While Tony Abbott is convincing voters about his international credentials, the Coalition’s recent momentum is going into reverse, this week’s Essential Report suggests.

The Prime Minister and the government have improved significantly on a number of indicators about its diplomatic competence. Trust in the government’s ability to handle international relations, which fell between November and June, is now back to 40%, a five-point increase in recent months, while lack of trust is down from 59% to 53%, leaving the government essentially where it was in November. However, the response is strongly driven by partisanship, with Labor, Greens and other/Palmer United Party voters all around 70-80% “little or no trust” and Coalition voters with 82% trust. Confidence in Abbott’s ability to represent Australia has also grown a little since June, from 45% to 49%, with a similar partisan split. Perceptions of the government’s handling of relations with Indonesia have also improved, albeit off a low base: 32% of voters think the government’s handling has been good, compared to 39% who rate it as poor, a significant improvement from its 25%-43% rating from voters in May.

But the improvement in voter estimation of the Prime Minister’s diplomatic credentials hasn’t helped the government on voting intention. The Coalition is down a point on its primary vote to 39%, the same level as Labor has been at for several weeks. The Greens are down a point to 9% and PUP is up a point to 4%, for a two-party preferred outcome of 53%-47% to Labor, the same as last week. While the shifts are marginal, it seems clear the momentum that lifted the Coalition’s primary vote to 41% a fortnight ago has dissipated, despite the constant focus on what is supposed to be the Coalition’s strong suit of national security. And that failed to get the government as close to Labor as it managed in the second half of July and August, when a 41% primary vote and a weaker performance from the Greens resulted in a 51%-49% split to Labor. For the moment, national security appears to be providing a sugar hit to the Coalition vote, but not providing a sustained recovery that could see it overhaul the combined Labor-Greens lead.

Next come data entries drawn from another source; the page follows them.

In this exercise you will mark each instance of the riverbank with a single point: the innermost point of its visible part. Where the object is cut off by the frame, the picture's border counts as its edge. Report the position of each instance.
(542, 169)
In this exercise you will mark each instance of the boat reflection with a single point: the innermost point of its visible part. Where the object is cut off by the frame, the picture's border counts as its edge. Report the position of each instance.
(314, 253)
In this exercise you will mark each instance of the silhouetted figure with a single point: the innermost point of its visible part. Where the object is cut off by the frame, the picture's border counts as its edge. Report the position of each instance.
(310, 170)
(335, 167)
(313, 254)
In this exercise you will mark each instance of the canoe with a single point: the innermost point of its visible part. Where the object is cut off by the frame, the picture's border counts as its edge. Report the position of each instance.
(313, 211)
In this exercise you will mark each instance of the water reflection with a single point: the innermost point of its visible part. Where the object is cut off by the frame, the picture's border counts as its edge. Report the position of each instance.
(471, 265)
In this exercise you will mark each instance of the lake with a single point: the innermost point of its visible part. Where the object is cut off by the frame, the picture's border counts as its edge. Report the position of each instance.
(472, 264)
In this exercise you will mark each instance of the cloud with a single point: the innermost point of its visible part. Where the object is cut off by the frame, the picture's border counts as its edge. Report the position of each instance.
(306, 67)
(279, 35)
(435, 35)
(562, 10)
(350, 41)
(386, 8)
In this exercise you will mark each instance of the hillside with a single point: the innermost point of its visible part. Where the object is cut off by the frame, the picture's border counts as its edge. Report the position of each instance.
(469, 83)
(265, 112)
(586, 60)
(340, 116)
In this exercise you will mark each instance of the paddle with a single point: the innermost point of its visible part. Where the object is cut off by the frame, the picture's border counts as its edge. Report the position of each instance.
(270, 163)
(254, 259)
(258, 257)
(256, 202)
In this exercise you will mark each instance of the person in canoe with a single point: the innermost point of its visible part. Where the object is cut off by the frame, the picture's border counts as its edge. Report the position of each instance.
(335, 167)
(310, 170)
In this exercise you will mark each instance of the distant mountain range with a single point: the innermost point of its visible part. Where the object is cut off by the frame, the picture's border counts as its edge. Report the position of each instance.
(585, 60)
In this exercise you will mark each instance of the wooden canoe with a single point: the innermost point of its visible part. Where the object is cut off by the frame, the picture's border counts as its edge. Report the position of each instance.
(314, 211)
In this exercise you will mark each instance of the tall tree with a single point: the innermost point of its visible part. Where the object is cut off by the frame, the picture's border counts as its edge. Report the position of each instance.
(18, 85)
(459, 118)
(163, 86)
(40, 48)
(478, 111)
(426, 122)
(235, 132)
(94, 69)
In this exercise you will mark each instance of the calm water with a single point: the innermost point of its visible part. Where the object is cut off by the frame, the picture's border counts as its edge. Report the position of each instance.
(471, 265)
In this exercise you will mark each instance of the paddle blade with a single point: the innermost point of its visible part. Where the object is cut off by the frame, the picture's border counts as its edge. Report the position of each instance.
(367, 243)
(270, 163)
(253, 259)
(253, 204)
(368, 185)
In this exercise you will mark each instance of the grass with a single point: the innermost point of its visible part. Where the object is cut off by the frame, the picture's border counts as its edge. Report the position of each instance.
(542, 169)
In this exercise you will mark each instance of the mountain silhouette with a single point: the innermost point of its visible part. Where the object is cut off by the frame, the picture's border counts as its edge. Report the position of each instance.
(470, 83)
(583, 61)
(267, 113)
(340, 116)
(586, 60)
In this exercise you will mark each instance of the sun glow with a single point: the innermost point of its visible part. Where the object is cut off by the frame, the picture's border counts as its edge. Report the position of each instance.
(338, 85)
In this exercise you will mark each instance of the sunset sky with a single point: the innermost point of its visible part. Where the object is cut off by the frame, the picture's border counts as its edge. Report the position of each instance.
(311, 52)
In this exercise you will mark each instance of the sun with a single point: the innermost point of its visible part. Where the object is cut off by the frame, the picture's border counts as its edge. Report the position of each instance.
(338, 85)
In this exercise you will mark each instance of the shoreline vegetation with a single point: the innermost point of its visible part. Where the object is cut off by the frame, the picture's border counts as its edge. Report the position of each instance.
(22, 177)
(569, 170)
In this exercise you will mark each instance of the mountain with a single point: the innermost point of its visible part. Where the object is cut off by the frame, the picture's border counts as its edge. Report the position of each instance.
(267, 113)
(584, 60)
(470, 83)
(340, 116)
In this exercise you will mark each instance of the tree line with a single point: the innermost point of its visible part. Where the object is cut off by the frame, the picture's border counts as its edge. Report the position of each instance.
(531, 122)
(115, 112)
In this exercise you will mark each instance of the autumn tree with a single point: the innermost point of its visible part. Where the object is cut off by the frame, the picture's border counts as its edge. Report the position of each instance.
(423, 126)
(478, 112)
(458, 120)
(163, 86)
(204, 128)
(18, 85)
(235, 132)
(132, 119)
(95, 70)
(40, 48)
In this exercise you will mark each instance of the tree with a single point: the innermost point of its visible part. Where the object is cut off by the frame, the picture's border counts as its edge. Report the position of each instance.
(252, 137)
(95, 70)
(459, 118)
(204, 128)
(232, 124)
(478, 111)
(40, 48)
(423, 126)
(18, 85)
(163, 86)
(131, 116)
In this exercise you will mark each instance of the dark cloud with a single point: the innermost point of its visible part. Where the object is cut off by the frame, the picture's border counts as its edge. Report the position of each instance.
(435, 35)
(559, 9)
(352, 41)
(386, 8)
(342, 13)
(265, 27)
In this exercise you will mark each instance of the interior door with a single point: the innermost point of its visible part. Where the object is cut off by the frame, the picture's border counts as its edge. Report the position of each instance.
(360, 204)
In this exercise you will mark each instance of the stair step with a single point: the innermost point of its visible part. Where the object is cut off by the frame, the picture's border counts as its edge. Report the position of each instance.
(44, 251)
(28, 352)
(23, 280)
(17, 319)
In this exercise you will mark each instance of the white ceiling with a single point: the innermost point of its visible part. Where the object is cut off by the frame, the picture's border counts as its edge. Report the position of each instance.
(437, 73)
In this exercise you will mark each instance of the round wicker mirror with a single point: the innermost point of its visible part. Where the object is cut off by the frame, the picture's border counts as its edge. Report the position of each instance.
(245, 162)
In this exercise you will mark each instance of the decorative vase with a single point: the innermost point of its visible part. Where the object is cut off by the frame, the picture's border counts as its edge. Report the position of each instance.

Essential also asked about perceptions of international relationships. Some 53% of voters believe it’s important to have a close relationship with the United States — the perennial leader on such a question, but down from 57% in June and 60% back in 2011. The UK is rated important by 48%, unchanged; China is on 44%, down two points, then Indonesia on 32%, down three points).

And voters appear to be descending into vagueness on the issue of the republic.

Support for a republic has fallen further to 31% (compared to 41% in 2011) but so has opposition, from 42% in April to 31%, with 38% of voters now declaring they have no opinion.